Delivers a whopping 36 million IOPS and 300TB of flash storage

Dec 15, 2011 22:01 GMT  ·  By

The San Diego Supercomputer Center (SDSC) is preparing to unveil the Gordon supercomputer in January of 2012, which will become the first SSD-based HPC system in the world as well as the fastest data crunching machine of its kind ever built.

The system is built around solid state drives delivering a total 300 terabytes of flash memory and is capable of reaching 36 million IOPS (input/output operations per second).

This is a large departure from the previous record of 4.2 million IOPS and, to put things in perspective, SDSC has said that this equals with the capability to ingest about 220 movies per second from Netflix.

Put in more scientific terms, this means that Gordon will have the ability to hold 100,000 entire human genomes in its flash memory system, which is more than the number of genomes that are available so far.

“Gordon is an extremely important resource because it is dedicated to solving critical science and societal problems currently overwhelmed by the vast amount of data generated by the digital devices of our era,” said University of California, San Diego Chancellor Marye Anne Fox at the formal launch of SDSC’s newest supercomputer, held December 5 at SDSC.

“Just like SDSC, Gordon will be a central point of collaboration.

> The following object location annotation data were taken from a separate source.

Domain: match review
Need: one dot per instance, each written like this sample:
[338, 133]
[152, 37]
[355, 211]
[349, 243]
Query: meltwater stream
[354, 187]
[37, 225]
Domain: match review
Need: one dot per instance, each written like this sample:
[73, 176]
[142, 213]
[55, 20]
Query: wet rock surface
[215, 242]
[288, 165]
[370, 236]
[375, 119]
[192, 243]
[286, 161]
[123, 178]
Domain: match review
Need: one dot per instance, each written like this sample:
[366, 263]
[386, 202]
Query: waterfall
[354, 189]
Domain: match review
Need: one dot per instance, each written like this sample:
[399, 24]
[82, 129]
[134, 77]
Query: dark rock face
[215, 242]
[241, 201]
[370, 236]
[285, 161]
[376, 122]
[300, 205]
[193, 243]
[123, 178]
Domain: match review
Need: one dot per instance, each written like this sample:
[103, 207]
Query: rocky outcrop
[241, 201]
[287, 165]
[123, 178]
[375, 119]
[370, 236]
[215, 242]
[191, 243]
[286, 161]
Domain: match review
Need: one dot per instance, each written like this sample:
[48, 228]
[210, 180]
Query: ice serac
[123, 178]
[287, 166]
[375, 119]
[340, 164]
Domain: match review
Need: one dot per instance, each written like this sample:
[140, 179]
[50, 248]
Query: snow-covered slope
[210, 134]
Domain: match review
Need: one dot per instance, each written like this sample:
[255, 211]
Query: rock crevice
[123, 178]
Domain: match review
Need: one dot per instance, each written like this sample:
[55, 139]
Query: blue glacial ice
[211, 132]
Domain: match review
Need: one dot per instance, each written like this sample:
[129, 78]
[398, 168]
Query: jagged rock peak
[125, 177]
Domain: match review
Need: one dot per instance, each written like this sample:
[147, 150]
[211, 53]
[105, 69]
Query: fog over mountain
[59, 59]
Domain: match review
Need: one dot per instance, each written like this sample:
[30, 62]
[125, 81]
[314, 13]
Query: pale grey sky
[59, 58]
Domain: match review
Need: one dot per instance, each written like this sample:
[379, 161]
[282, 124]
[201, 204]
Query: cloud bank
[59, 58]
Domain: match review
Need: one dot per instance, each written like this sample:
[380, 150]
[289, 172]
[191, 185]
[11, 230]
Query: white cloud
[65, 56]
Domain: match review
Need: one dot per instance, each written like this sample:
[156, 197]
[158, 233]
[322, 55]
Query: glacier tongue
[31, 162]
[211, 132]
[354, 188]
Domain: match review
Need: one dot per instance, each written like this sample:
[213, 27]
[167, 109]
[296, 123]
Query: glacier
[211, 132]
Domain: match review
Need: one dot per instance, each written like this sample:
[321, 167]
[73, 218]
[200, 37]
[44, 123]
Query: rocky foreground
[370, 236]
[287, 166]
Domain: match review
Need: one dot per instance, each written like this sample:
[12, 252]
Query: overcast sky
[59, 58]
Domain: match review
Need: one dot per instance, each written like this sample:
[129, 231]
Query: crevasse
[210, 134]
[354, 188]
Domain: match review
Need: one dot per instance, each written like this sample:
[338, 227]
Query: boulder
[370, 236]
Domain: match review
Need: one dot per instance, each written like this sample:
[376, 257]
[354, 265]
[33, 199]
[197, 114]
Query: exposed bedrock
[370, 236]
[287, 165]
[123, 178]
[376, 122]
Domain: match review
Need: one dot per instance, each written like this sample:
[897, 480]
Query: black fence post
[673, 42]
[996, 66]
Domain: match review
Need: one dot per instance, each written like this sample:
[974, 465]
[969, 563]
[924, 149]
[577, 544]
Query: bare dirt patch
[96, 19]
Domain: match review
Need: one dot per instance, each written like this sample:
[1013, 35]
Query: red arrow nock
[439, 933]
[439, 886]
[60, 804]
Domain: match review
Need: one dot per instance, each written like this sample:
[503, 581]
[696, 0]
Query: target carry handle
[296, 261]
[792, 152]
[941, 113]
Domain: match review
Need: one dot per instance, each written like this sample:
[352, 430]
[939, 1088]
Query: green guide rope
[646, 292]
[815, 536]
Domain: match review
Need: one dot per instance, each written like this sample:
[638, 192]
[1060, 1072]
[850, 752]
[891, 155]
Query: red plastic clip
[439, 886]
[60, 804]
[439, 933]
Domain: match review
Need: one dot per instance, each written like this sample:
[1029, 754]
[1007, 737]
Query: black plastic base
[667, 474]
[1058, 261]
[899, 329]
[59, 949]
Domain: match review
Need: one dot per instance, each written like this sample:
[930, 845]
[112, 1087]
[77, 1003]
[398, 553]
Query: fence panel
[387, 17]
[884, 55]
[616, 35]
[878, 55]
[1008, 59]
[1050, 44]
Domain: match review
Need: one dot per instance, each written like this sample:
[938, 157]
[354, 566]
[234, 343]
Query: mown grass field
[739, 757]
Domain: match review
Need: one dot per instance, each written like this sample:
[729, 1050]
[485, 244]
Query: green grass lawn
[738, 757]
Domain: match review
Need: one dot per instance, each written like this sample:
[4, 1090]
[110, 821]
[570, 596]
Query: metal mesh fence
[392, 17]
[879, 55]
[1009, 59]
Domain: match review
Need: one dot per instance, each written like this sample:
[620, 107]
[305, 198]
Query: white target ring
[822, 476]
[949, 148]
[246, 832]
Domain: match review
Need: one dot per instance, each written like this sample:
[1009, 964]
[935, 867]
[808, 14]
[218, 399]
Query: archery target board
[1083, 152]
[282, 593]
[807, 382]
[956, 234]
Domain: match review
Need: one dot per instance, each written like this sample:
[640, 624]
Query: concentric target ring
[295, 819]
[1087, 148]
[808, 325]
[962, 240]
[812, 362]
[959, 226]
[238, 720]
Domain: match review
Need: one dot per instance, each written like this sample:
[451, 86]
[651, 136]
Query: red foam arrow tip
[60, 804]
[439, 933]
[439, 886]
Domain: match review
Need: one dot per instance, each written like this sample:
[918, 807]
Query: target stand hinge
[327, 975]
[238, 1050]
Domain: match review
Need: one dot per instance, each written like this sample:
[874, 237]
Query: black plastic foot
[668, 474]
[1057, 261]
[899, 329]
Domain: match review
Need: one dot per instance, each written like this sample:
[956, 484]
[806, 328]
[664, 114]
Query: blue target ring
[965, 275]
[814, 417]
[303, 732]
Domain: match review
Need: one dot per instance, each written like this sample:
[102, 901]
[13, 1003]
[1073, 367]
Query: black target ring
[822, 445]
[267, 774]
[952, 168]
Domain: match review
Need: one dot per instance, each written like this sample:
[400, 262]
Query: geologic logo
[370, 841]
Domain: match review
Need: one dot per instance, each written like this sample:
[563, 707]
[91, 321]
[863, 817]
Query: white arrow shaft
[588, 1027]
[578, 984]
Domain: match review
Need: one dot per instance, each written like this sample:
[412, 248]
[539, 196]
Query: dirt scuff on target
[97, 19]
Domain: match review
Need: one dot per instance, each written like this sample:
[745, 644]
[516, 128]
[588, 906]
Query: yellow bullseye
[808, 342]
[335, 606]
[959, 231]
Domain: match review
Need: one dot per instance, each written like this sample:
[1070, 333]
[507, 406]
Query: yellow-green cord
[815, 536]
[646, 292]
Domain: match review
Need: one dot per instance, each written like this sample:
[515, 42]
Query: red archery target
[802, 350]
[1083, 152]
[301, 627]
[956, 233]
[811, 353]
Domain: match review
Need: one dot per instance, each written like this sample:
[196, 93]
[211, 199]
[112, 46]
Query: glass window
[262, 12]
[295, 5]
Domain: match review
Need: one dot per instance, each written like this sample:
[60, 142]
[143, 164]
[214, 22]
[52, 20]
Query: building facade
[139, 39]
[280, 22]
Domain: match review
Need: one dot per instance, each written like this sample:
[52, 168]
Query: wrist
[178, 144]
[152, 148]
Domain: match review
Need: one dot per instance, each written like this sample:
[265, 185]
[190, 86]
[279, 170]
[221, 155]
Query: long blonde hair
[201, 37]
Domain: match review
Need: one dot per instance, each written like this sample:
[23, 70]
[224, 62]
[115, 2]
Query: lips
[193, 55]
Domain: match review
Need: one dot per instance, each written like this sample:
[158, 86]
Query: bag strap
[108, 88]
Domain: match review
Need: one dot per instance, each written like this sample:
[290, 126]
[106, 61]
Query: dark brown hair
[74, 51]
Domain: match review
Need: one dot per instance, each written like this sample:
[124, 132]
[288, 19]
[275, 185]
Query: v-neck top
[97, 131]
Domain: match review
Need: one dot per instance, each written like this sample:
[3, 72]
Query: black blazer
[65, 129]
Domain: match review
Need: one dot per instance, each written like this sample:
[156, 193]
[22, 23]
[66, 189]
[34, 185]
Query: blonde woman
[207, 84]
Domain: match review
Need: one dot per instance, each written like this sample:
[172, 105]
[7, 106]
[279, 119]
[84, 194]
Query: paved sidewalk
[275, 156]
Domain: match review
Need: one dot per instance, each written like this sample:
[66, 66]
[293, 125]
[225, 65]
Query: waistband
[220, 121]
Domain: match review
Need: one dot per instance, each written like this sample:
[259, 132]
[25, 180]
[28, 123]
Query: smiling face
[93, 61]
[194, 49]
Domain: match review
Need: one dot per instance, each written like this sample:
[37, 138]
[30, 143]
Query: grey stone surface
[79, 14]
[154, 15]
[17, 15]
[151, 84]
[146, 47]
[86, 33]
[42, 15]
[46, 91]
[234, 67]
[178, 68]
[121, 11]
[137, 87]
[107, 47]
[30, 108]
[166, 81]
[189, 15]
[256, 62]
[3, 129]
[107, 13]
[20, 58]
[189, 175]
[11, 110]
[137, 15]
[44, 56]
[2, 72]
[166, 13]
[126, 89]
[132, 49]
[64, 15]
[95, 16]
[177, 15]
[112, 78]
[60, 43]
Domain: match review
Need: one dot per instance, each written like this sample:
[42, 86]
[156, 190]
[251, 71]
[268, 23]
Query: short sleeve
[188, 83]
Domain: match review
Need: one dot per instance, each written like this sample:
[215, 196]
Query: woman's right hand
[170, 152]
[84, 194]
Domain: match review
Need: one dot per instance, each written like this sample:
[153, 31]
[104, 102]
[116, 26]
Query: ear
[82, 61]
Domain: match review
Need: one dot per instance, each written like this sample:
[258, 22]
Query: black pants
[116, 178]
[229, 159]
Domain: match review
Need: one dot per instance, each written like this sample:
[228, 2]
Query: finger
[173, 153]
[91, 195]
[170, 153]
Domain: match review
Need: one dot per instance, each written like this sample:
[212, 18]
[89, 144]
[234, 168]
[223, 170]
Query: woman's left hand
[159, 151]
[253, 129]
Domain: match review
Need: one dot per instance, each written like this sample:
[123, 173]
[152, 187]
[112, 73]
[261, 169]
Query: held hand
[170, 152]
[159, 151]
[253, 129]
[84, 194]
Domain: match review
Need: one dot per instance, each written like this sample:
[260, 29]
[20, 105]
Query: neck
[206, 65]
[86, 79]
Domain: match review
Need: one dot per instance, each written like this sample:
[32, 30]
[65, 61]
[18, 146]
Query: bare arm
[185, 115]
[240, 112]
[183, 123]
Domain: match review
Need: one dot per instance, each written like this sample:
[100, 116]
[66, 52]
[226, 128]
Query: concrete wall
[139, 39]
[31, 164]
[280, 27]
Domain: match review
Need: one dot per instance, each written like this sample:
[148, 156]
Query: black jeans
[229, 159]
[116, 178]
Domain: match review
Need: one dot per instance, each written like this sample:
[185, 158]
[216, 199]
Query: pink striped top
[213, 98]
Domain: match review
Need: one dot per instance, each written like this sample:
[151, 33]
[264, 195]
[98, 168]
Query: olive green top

Today’s global challenges are increasingly interdisciplinary in nature, and require an interdisciplinary approach to solve,” concluded the University’s Chancellor.

While Gordon’s flash capabilities are no less than outstanding, the rest of the system is equally impressive as this was designed to provide scientists with four petabytes of disk storage space, 64 terabytes of random access memory and over 280 teraflops of compute power.

This would rate it as the 48th fastest supercomputer in the world in the TOP500 list. The system will be fully online in January of 2012 and its costs are estimated at $20 million US.